Glass in hand, she takes a sip, but if the alcohol burns, she doesn’t show it. “That’s where you’re wrong.” She curls her arm inward, holding the glass up by her shoulder as she considers me. “A shifter is always fighting for balance with their animal. It’s a give and take relationship. And what Cal and Cal’s wolf wants, is their mate. And both of them think you have influence over that mating. So they’re going to do whatever they can to protect you too.”
I really can’t argue with any of that. Cal said as much when he revealed the secret to me. But I would never force him to follow me into battle just to manipulate the situation with my best friend.

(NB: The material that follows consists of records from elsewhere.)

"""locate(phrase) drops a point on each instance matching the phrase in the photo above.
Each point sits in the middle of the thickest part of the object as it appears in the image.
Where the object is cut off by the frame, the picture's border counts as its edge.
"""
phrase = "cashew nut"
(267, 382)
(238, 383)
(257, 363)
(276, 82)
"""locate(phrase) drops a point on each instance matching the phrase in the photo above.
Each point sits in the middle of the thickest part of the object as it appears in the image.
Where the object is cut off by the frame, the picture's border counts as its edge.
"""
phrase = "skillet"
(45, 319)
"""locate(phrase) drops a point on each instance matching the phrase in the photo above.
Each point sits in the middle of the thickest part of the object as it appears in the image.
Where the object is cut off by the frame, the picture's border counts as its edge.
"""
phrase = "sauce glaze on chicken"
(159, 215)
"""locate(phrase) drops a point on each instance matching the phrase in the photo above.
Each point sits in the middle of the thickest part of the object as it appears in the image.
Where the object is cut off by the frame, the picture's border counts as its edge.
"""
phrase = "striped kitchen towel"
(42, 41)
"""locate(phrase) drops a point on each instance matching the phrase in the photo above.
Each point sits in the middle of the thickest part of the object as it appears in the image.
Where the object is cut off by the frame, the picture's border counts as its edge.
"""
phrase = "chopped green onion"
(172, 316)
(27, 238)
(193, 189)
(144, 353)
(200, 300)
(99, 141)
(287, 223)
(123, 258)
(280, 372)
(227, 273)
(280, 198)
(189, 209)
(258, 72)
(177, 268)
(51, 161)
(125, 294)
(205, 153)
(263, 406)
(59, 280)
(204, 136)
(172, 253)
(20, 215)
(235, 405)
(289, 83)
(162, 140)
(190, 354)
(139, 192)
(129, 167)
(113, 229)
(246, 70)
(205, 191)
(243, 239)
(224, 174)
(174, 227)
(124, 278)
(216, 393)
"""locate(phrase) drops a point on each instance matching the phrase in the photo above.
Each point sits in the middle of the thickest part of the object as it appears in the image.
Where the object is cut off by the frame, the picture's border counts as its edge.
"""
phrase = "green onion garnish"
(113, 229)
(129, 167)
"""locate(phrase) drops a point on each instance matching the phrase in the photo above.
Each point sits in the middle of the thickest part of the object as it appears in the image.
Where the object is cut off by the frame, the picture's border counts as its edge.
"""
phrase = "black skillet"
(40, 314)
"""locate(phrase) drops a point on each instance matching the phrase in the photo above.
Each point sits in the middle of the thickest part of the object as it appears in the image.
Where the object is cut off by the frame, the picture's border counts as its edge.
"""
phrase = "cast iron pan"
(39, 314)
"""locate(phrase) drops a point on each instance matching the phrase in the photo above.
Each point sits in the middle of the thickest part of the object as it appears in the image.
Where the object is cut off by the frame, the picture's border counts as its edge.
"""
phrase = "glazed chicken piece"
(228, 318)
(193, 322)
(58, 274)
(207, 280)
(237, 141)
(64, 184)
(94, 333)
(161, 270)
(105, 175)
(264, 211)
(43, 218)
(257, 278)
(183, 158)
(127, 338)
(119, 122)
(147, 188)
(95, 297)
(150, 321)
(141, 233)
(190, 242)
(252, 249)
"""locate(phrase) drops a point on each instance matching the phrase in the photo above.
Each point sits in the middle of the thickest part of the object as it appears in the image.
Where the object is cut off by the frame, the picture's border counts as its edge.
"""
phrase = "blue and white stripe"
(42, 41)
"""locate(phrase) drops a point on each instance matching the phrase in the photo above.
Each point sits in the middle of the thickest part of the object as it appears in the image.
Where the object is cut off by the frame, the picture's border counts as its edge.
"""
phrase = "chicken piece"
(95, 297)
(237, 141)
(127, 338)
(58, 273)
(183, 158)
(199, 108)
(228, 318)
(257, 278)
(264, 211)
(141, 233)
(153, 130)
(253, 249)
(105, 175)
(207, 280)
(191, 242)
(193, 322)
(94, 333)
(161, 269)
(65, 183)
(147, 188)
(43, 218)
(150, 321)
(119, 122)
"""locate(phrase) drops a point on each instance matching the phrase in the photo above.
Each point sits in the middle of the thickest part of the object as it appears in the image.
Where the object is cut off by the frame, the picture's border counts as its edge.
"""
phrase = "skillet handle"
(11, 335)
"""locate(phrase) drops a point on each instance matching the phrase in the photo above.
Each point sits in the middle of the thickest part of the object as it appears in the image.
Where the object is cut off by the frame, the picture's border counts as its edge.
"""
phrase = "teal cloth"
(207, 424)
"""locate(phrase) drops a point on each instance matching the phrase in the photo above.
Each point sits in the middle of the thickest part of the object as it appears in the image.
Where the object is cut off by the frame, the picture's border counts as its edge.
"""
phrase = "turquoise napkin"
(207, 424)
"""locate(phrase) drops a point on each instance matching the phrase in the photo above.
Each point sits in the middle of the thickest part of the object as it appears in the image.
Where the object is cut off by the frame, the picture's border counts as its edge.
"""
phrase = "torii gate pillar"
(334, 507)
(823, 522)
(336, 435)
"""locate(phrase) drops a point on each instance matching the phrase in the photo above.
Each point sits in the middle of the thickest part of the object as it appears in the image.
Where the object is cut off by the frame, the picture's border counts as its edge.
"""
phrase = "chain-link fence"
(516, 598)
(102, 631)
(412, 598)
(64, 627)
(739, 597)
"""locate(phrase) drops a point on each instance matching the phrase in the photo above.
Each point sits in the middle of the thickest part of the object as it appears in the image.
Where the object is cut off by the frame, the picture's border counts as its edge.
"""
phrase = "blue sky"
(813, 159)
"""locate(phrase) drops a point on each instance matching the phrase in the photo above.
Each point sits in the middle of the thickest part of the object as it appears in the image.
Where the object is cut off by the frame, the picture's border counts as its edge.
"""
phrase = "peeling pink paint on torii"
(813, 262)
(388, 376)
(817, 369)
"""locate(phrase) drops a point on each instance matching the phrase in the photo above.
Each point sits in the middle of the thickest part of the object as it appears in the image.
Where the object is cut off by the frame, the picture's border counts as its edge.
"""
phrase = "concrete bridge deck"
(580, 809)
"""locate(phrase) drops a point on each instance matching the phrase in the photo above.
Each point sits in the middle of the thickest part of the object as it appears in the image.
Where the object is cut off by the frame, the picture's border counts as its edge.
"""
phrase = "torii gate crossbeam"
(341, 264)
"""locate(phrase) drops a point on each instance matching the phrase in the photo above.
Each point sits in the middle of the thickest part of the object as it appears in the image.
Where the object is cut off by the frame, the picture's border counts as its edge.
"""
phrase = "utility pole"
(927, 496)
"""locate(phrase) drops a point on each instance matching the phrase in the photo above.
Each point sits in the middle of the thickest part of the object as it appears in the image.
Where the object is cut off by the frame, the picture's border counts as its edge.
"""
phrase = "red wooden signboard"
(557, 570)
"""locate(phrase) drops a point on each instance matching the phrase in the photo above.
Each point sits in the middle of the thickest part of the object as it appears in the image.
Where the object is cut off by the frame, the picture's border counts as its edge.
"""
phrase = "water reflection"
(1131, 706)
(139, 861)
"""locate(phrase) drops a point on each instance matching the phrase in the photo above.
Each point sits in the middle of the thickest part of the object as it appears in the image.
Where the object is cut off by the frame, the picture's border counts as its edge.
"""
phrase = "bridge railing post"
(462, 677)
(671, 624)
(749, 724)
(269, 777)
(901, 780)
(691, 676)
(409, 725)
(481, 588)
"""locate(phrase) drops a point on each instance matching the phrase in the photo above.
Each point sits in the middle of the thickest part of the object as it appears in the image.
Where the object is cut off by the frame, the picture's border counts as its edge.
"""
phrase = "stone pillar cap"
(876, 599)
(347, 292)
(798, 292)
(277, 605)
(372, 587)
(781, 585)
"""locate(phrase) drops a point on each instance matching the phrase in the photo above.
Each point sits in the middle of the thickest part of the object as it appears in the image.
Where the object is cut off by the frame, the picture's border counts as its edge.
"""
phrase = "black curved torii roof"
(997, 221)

Keiko doesn’t look much older than I am. Maybe in human years, she’d be about thirty. But as a shifter, I know she could easily be a hundred. Probably she has lots and lots of wisdom from experiences that I don’t have.
“Okay,” I say and pour myself a glass too, downing the shot for courage. I, unlike the dark-haired shifter, do wince at the burn. “If you were me, what would you do?”
She narrows her eyes, assessing me. She takes another tentative sip, lets the alcohol roll around on her tongue before swallowing it. “In your position, I would do the same thing.” She knocks back the rest of the whiskey and sets the glass down with a loud thud. “Doesn’t mean I have to like it.”
“Fair enough.”
“Just know that when it comes down to it, I’m protecting him, no matter what. Even if it leaves you in the lurch. Even if you end up dead. Even if he’ll hate me for it later.”
“I understand.”
She crosses her arms over her chest. She’s wearing a black crop top that’s boxy on her lithe frame. There’s an Art Deco dagger tattooed on the underside of her left arm with the initials MXP etched on the hilt.
“I would regret not trying one last effort to save him though,” she says to me.
“What do you mean?”
She pulls her cell phone from the back pocket of her jeans and types out a message. It takes me a second to put it together—she’s typing me a message so Cal won’t hear it, whatever it is. In fact, I can feel his eyes on us, watching, waiting for some detail to slip.
Keiko shows me the screen.
Use your voice power on him. Turn him away from this.
I look over at Cal again. In the overhead lighting, his blond hair almost looks white. It’s a sharp contrast from the black ink that swirls in an arch over each side of his scalp.
Our gazes lock and he gives me a barely perceptible shake of his head.
It doesn’t matter what the request was, he doesn’t want to ditch this fight.
And I think this might be where Keiko is wrong. I don’t think Cal is here solely to protect me because I’m Sam’s best friend. I think it’s more complicated than that.
I think he’s a good man who wants to do the right thing.
But I also think he and Bran are becoming friends, and men like Cal and Bran do not turn their backs on the people they care about.
It makes my chest a little warm and fuzzy with how adorable it is, but I don’t want to get distracted by it. Not yet anyway. Someday when this is over I will properly admire their growing bromance.
For now, I need to focus on one thing: kidnapping my fae brother.
Episode Eighty-Seven
FAE QUARREL
When I accidentally faced my fae brother in the mortal courthouse not that long ago, he overpowered me easily. I’m not so foolish now. I know better than to go toe-to-toe with him without a plan. Which means I need something else, an edge over him, even if I have been unbound and now have an unwieldy winter power that seems to have no qualms about harming anyone in its path.
I find myself, yet again, with a power I don’t know how to use properly or control when I need it. So it’s not a viable weapon.
I have the vampires and the shifters on my side, but they’re the muscle. My best bet is witch or fae magic.
Which is why Bianca and Baspin are now sitting in the Duval House library at my invitation. Bran and Cal are with me. Cal is sitting in one of the leather chairs on my left enjoying a beer someone fetched for him. Bran is on my right, arms crossed over his chest. He’s already drank two glasses of bourbon, and he doesn’t seem any less settled. If given the chance, I think he would tear Arion’s head from his shoulders just for having the audacity to come after me.
“I need something that will help me kidnap Arion,” I tell Bianca and Baspin.
Bianca’s eyes get big. “Arion, as in the Lord of the Summer Court?”